Any IPL team playing against Royal Challengers Bangalore can come good if they take out Chris Gayle early. The cheap dismissal of the giant West Indian offers the opponents a huge psychological advantage because the guy is capable of wreaking havoc, when he is well-settled. It happened in RCB’s first match against the Kolkata Knight Riders, when Bangalore launched the chase and while other batsmen fell by the wayside, Gayle propelled the innings single-handedly. On Monday at Bangalore, Sunrisers Hyderabad won the toss and asked RCB to bat first. While Gayle lasted only 16 balls for 21, he looked a little subdued and tentative. Once he got out, the proceedings slowed down. Kohli’s 41 off 37 was colorless and if RCB could post 166 in the end, the credit rested entirely with AB de Villiers, who blasted a 28-ball 46. Except Sean Abbott, who scored 14 off 9, no other batsman could cross the double-digit mark with additional help coming from 16 extras in the innings. In contrast, David Warner and Shikhar Dhawan laid a breezy foundation for Sunrisers with the Australian notching up 57 off 27 balls before getting out. Shikhar Dhawan sealed one end and SRH never looked in trouble during their 167-run chase for victory. With Lokesh Rahul contributing a 28-ball 44, it was SRH’s game all the way as they emerged victorious by 8 wickets.
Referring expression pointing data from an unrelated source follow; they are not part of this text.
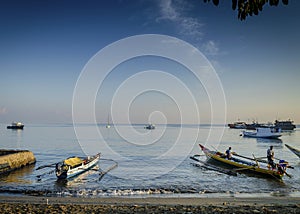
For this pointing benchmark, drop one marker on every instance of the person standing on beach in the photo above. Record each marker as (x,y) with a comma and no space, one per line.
(270,156)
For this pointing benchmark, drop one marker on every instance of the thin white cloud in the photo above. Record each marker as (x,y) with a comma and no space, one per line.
(3,110)
(175,11)
(210,48)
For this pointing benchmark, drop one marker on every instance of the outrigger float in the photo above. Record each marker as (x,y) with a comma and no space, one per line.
(72,166)
(239,163)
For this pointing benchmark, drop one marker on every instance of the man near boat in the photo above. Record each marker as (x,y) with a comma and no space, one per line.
(270,156)
(228,153)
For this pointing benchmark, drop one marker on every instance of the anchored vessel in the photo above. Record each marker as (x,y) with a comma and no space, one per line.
(73,166)
(16,125)
(245,164)
(284,125)
(266,132)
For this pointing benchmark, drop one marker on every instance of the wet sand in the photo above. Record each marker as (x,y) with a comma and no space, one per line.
(34,204)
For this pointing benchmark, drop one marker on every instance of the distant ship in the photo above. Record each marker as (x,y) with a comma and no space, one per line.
(285,125)
(16,125)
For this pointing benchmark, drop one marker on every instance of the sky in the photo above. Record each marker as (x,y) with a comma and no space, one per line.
(46,45)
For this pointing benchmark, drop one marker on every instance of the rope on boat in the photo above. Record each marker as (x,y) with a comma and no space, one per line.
(102,173)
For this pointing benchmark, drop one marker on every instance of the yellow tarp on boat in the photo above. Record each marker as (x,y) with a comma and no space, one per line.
(73,161)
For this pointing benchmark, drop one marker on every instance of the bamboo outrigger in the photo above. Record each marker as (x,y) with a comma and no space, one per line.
(250,165)
(294,150)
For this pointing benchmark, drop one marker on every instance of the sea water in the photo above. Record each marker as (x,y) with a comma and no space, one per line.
(137,162)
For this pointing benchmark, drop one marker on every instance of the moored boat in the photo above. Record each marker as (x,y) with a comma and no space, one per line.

Sunrisers Hyderabad won the toss and asked RCB to bat first. Chris Gayle and Virat Kohli collected 20 runs in the first two overs but slowed down in the next two. After the fifth over was struck for 11 runs, Gayle was taken in the 6th by new bowler Praveen Kumar, who extracted a mis-hit from the West Indian that was well held by another new comer Ashish Reddy at deep backward square. SRH celebrated the fall of Gayle as Dinesh Karthik joined Kohli. While Karthik found it difficult to get into his groove, the bigger problem for RCB is Virat Kohli’s current form. Kohli flashed, missed and just couldn’t get going. His score of 41 off 37 was uninspiring. Most of the times, he looked like fighting some internal demons. When on 21, he was dropped by Karn Sharma off his own bowling. Except on a couple of occasions, Kohli just existed and his over-run-a-ball scoring rate came only in the company of de Villiers later. Then the SRH bowlers took out Karthik and Kohli in two successive overs. The highly rated Karthik played like a newcomer, scored just 9 runs and always looked circumspect as he holed out to a miscued slog sweep off Karn Sharma and Kane Williamson held him easily. Kohli was foxed by Ravi Bopara to be clean bowled and Bopara stood on a hat-trick as he removed Mandeep Singh off the next ball. Mandeep’s attempt resulted in a leading edge and Warner pulled off a stunning catch. From this point onwards, only one RCB batsman played cricket. AB de Villiers was as nonchalant as ever. He stroked fearlessly even as wickets kept falling on the other end. de Villiers 46 off 28 balls and to some extent Sean Abbott’s 14 off 9 took RCB to 166 all out in the 20th over.
The chase of 167 was nicely paced out by SRH openers David Warner and Shikhar Dhawan. There were no flourishes and anxiety as the two men played their natural game. It began with the first ball sent down by Sean Abbott, a full-toss that Warner dispatched to the extra-cover fence. The assault continued and by the second over, Warner and Dhawan had eked out 6 fours and a massive six. 36 runs at the end of 2 overs outlined the shape of things to come later in the chase. The openers contributed 82 by the 8th over, when Warner got out after scoring 57 off 27 balls with 6 fours and 4 sixes. SRH lost one more wicket in the 10th over, when Williamson was stumped. Afterwards, no RCB bowler could make any impression on Dhawan and Lokesh Rahul as they played sensibly and did not make any silly mistakes. They paced their strikes very well and reached the target with 16 balls left in the innings. It was a deserving 8-wicket win for SRH, who dominated the game in every department. They bowled out the opposition and batted with complete command in chasing the victory target.